No 11 de março, quando ainda se contavam os cadáveres e os feridos chegavam aos hospitais, o ministro do Interior espanhol afirmou que, "com toda a certeza", o grupo terrorista basco ETA era o responsável pelo massacre. Nas horas seguintes, o dedo acusador de todos os grandes partidos espanhóis voltou-se para o mesmo alvo e o governo de Madri, apoiado por Washington, passou no Conselho de Segurança da ONU uma resolução de condenação ao ETA.
Os indícios de que a Al Qaeda, de Osama bin Laden, foi o centro organizador dos atentados estavam disponíveis desde o início. As evidências começaram a jorrar horas mais tarde. O Herri Batasuna, considerado braço político do ETA, negou que o grupo terrorista fosse responsável pelo massacre. A negativa tem credibilidade, pois o ETA costuma informar com antecedência sobre seus atentados. Um e-mail supostamente enviado pela Al Qaeda reivindicou a autoria. A organização de Osama bin Laden tende a se responsabilizar por atentados apenas semanas ou meses depois dos eventos, mas, nesse caso, parece ter se comportado de modo diferente como reação à confusão provocada pelo gabinete de Aznar.
O governo espanhol deflagrou, então, uma operação de contra-informação destinada a conservar as incertezas no mínimo até as eleições de hoje. A "teoria ETA", comprada automaticamente pela mídia da Espanha, servia como luva para emoldurar a política de repressão aos terroristas bascos conduzida pelo partido governista. Mas a verdade direcionaria os holofotes para a opção do gabinete Aznar, repudiada pela maioria da população espanhola, de participar da invasão do Iraque.

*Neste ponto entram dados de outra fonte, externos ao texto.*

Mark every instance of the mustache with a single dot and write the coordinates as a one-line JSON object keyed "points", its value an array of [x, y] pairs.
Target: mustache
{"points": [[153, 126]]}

O 11 de março de Madri transmitiu uma mensagem política da Al Qaeda para o mundo. A organização terrorista está dizendo que está viva, que a ocupação do Iraque a fortalece e que seu espectro de alvos abrange, além dos Estados Unidos, a "nova Europa" do secretário americano da Defesa, Donald Rumsfeld -isto é, Grã-Bretanha, Espanha, Itália e os outros países da coalizão liderada por Washington. A interpretação dessa mensagem passa a ocupar o centro da agenda política internacional.
George W. Bush, os neoconservadores republicanos e os líderes europeus alinhados precisam enquadrar o 11 de março na imagem de um mundo dilacerado entre os "valores do Ocidente" e a escatologia do islã fundamentalista. Só essa "tradução" simplista e dicotômica da mensagem do terror é capaz de conferir um novo fôlego à "guerra ao terror" desenhada na Casa Branca, legitimando-a e assegurando a reeleição de Bush. Paradoxalmente, essa "tradução" serve, igualmente, aos desígnios de Osama bin Laden, pois a árvore do fundamentalismo nutre-se da presença das tropas de ocupação no Iraque e no Afeganistão, do muro de Sharon na Palestina e da bárbara "prisão off-shore" de Guantánamo.
Mas o massacre de Madri, exatos dois anos e meio depois do 11 de Setembro de 2001, sugere o fracasso da guerra ao terror de Bush. Ele evidencia que a extraordinária mobilização militar e policial, de âmbito global, deflagrada no rastro dos atentados contra as torres gêmeas de Nova York espalhou as sementes do terrorismo e gerou um mundo ainda mais inseguro. Sobretudo indica que a fonte do fanatismo islâmico não pode ser secada pelo poder da pura força.
A política é, em grande medida, um confronto entre interpretações dos significados dos eventos. Nesses dias, quando os espanhóis marcham em silêncio nas ruas, a carnificina do 11 de março é o outro nome do horror. Nos próximos meses, será transfigurada em narrativa política. O conteúdo dessa narrativa influenciará, talvez de modo decisivo, a política externa dos Estados Unidos e a dinâmica das relações internacionais.


Demétrio Magnoli, 45, doutor em geografia humana pela USP, é editor de "Mundo - Geografia e Política Internacional" e pesquisador do NADD-USP.